Atropine (1-10 nM) caused a rightward shift of the methacholine concentration-effect curves with a pA₂ of 8.9. Over the same concentration range atropine collapsed the 5-HT concentration-effect curve, suggesting that 5-HT acts as an indirect agonist (Black et al., 1985). The rank order of potency of 5-HT receptor agonists (5-HT=-methyl 5-HT>5-carboxamidotryptamine) suggests that the receptor resembles the murine 5-HT_2A receptor (McKune & Watts, 2001). Furthermore, the 5-HT concentration-effect curve was right-shifted by ketanserin (0.3-3.0 nM) with a pA₂ of 9.4.While cholinergic twitch responses to electrical field stimulation were abolished by combined blockade of N-, P- and Q-type voltage-operated calcium channels, responses to 5-HT were unaffected. Responses to 5-HT were also unaffected by the fast sodium channel blocker tetrodotoxin at a concentration (300 nM) that abolished cholinergic twitch responses. Conversely, the inositol triphosphate receptor antagonist 2-aminoethoxy-diphenylborate (50 µM) reduced the maximal response to 5-HT (control 53.94 ± 7.78 % vs. 39.14 ± 4.95 %; P<0.05) without affecting responses to either methacholine or electrical field stimulation. These findings suggest that the source of acetylcholine is non-neuronal and prompted a structural examination of other sources of acetylcholine in this preparation. Choline acetyltransferase immunoreactivity was localised to ganglia and nerve fibers as well as approximately half the epithelial cells in the preparation. Enzymatic removal of the epithelial layer with bacterial pronase completely prevented the contractile response to 5-HT.

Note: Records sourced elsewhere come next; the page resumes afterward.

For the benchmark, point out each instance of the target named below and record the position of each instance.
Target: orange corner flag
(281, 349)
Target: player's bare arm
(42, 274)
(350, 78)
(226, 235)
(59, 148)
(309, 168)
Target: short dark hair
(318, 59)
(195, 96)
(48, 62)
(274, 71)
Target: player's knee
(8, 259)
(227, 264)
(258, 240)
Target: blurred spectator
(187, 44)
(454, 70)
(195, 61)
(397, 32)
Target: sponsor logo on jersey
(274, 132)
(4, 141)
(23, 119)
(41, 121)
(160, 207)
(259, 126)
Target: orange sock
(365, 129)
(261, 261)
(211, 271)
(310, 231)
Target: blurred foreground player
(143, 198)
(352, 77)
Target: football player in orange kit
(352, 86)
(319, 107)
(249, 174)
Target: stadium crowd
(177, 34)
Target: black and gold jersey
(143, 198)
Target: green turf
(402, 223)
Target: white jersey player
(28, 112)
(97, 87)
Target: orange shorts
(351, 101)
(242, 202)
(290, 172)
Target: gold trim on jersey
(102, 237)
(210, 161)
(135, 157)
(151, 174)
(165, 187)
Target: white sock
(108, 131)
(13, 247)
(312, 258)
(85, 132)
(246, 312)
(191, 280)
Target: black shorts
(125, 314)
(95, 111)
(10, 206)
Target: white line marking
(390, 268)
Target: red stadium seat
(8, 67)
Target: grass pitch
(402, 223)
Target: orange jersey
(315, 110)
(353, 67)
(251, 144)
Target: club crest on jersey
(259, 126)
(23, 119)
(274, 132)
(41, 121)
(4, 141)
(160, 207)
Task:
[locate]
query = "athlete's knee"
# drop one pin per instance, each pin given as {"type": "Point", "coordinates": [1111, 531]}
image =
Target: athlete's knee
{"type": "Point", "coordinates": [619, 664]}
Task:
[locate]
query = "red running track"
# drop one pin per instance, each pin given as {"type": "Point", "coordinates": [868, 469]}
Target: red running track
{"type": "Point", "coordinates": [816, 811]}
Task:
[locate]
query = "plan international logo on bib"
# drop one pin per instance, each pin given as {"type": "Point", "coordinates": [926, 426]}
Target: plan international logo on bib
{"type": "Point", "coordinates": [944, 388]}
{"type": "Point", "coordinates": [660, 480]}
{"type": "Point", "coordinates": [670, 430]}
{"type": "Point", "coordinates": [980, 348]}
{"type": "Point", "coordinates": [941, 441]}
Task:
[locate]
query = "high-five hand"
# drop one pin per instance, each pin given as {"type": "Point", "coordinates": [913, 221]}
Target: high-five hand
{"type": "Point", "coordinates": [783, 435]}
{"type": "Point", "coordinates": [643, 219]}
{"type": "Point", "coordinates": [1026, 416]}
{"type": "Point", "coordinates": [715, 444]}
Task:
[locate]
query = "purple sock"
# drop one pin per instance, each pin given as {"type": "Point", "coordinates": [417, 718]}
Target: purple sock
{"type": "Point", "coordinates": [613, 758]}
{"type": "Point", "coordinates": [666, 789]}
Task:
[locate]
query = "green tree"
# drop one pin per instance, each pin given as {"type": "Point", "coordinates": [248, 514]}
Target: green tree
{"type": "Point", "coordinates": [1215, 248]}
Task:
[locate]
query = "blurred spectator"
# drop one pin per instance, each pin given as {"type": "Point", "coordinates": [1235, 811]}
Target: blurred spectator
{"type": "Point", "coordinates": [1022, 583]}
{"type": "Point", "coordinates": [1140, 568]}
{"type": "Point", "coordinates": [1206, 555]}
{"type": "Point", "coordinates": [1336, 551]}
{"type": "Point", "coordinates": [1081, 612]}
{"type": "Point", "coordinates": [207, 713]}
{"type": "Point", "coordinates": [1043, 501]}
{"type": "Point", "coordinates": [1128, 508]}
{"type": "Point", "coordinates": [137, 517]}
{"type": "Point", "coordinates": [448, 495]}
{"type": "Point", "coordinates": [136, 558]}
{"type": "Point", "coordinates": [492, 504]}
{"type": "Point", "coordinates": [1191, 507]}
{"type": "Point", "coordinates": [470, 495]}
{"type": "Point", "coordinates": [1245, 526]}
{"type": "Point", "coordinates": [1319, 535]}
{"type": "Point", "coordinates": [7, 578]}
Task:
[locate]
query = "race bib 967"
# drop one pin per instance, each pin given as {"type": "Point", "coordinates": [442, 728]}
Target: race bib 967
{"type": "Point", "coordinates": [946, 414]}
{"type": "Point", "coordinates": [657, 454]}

These findings suggest that 5-HT, acting at 5-HT_2A receptors on epithelial cells, initiates the release of acetylcholine and subsequent contraction of the mouse isolated trachea. This phenomenon should be borne in mind in asthma studies since choline acetyltransferase is present in human airway epithelium (Klapproth et al., 1997) and 5-HT is known to mediate atropine-sensitive anaphylactic bronchoconstriction in mice (Eum et al., 1999).

Black JW et al. (1985) Br. J. Pharmacol., 86,:589-599.
Eum SY et al. (1999) Br. J. Pharmacol., 126,312-316.
Klapproth H et al. (1997) Naunyn Schmiedebergs Arch. Pharmacol., 355, 515-523.
McKune CM & Watts SW. (2001) J. Pharmacol. Exp. Ther., 297, 88-95.